Newt Gingrich faces some do-or-die primary contests in Dixie, his supposed home turf, over the next few days. Alabama and Mississippi hold their respective Republican primaries on Tuesday with Gingrich, the former U.S. House Speaker, and former Senator Rick Santorum expected to compete for, and potentially split, the conservative/evangelical vote.
Gingrich, though, didn’t do that well on his actual home turf – Georgia – during the Super Tuesday contests. Sure, the former history and geography professor at the University of West Georgia and 20-year representative of the state’s 6th Congressional district won 47.2 percent of the Republican vote in the Peachtree State. But according to political scientist Eric Ostermeier, that was one of the worst home-state primary performances by a Republican in decades.

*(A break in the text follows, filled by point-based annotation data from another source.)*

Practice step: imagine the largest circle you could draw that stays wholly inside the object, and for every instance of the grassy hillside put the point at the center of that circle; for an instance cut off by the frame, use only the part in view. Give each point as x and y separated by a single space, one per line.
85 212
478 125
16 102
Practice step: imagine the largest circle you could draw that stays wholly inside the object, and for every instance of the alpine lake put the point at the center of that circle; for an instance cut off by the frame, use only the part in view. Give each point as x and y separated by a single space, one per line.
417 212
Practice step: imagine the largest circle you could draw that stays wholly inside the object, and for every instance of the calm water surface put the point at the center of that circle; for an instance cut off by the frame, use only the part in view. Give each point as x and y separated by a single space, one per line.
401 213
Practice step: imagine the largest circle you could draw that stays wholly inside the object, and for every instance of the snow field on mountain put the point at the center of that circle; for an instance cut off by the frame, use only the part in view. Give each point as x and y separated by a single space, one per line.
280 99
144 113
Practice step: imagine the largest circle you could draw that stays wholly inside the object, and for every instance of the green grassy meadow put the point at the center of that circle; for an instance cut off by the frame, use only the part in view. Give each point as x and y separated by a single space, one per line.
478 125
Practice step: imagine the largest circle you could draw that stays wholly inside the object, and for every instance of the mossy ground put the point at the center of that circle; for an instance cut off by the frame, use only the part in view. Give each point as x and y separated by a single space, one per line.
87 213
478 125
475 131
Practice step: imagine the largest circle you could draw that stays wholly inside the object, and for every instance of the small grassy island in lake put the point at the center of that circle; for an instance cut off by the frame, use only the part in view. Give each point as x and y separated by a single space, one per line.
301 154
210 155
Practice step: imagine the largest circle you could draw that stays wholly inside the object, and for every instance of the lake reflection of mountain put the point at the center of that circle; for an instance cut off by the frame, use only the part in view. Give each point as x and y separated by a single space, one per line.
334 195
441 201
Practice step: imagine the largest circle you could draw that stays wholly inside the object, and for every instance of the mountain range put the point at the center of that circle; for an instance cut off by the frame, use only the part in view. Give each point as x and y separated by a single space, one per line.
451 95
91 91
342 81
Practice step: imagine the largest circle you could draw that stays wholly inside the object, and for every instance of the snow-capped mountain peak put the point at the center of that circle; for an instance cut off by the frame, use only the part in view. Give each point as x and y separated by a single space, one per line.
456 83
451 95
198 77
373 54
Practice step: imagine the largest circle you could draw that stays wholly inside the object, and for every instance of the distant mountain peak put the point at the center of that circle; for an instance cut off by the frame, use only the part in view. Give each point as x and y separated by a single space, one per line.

Ostermeier, from the Humphrey School’s Center for the Study of Politics and Governance at the University of Minnesota, writes the blog Smart Politics, which plumbs the political data for noteworthy facts and trends.
“Gingrich – who admittedly won Georgia on Super Tuesday by a comfortable margin of 21.3 points over Mitt Romney – fared quite poorly when stacked up against the record of most Republican White House hopefuls over the last 11 cycles,” Ostermeier wrote. The only candidate to do worse than Gingrich in a home-state primary was television evangelist Pat Robertson, who pulled just 15.3 percent of the vote in Virginia in 1988.
Gingrich tied with John McCain, who also won 47.2 percent of the vote in his home-state Arizona primary in 2008, narrowly beating Romney and, of course, kicking on to win his party’s nomination.